Sin otra opción, el infantil paciente cedió al buen trato de la enfermera. Una vez tragada la tableta e ingerido todo el líquido, la auxiliar médica se dirigió con el singular equipo médico y sin permiso del pequeño lo apagó.

—Esto no ayuda de mucho si estás despierto —comentó la enfermera de manera alegre mientras se acercaba al rostro de Eros. De uno por uno, y de manera delicada, retiró cada uno los de los metales que tenía adheridos a su cuero cabelludo, rostro y pecho—. Por el momento, no necesitas traer esto pegado. Hasta que sea de noche.

—¿Estaré aquí otra noche? —preguntó el niño con cierto tono de tristeza y mirando a su visitante con ojos de borrego tierno a medio morir.

—Eso no te sé decir. Necesitamos que venga el doctor acompañado de algún familiar tuyo. Para que hable con él y ya de ahí tomarán las acciones que serán lo mejor para ti. —Acercándose al aparato médico, quitó los seguros y retiró el grueso rodillo de papel de la máquina—. Me llevaré esto para que lo puedan revisar. Mientras tanto, sigue descansando.

—¿Como a qué hora vendrá mi papá y el doctor?

—La verdad, no lo sé. Pero tiene que ser el día de hoy. Bueno, te dejo —decía la enfermera dirigiéndose a la salida.

—Enfermera.

—Sí. ¿Qué pasó?

—Quiero ir al baño —dijo Eros en tono apenado y con la cara sonrojada.

Después del auxilio de la enfermera para llevarlo al baño y regresarlo de vuelta con bien hasta su cuarto, la mañana para el infante pasó de largo y en extremo aburrida. No porque el tiempo mismo hubiera tenido un decremento en la velocidad natural con la que solía trabajar, estando él metido en aquel diminuto universo. Sino porque para un niño de siete años recién cumplidos le resultaba en extremo difícil encontrar la manera de cómo matar el tiempo. Apenas sabía contar lo suficiente como para ponerse a enumerar los cuadros del techo falso o las losetas que alcanza a ver en el piso. Tampoco tenía sus juguetes a la mano, con los que pasaba todas sus tardes jugando después de hacer los deberes o encomiendas que le dejaba su padre. Hasta que escuchara el grito de guerra que anunciaba que la cena ya estaba servida en la mesa.
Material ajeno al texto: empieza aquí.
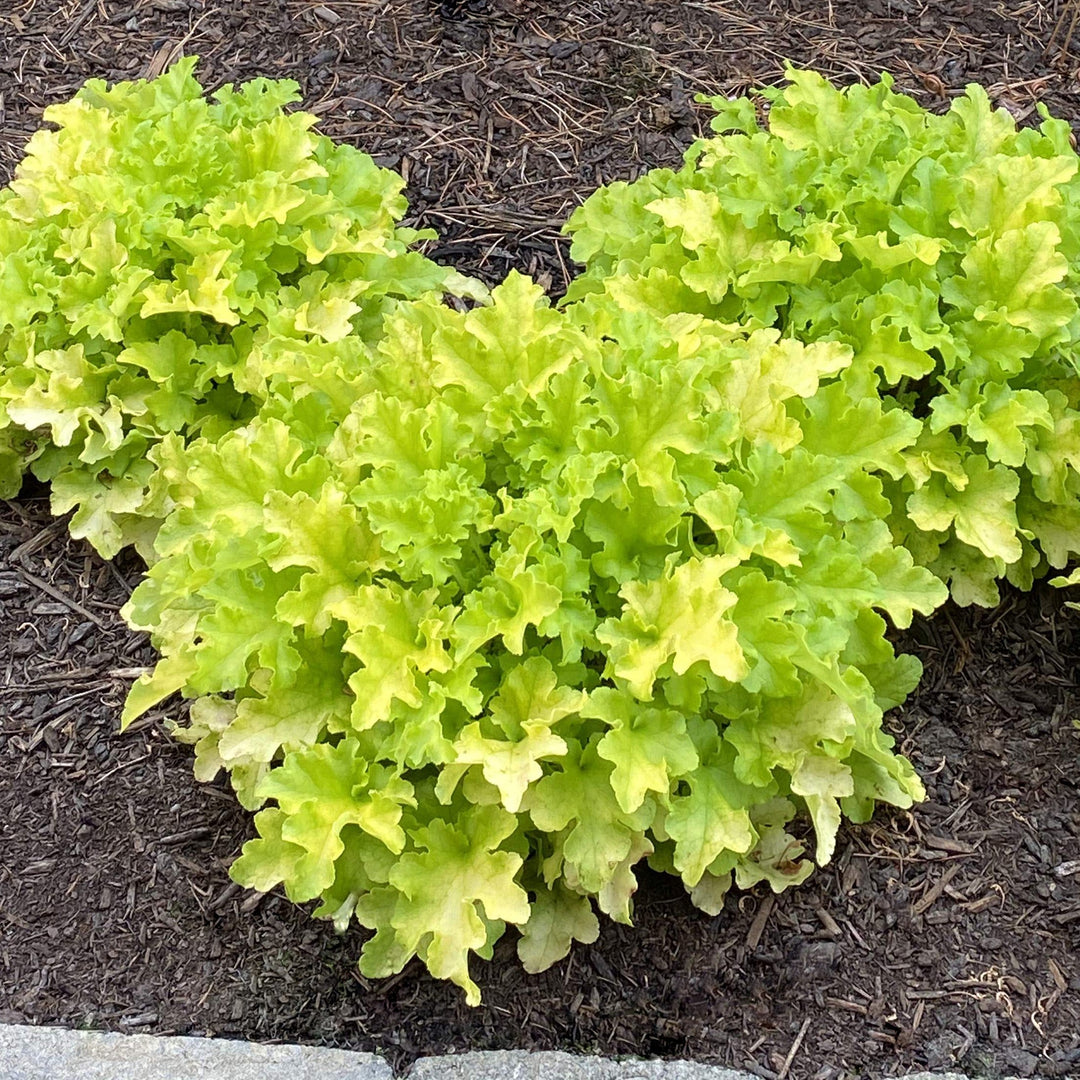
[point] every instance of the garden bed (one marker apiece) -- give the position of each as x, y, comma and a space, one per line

No había con quién platicar, aunque eso no era nuevo para él. Estaba acostumbrado a estar solo. En la scuola primaria carecía de verdaderos amigos. Sus compañeros de clase le resultaban ser niños desconocidos con los que estaba forzado a convivir y en algunas clases tenía que jugar con ellos por culpa de los maestros, quienes argumentaban que así era el método de enseñanza. Y aunque tuviera amigos, ¿quién lo iría a visitar? No sabía quién más pudiera estar al tanto de que se encontraba en el hospital, ni mucho menos llegar hasta donde se encontraba: en un cuarto aislado y deprimente.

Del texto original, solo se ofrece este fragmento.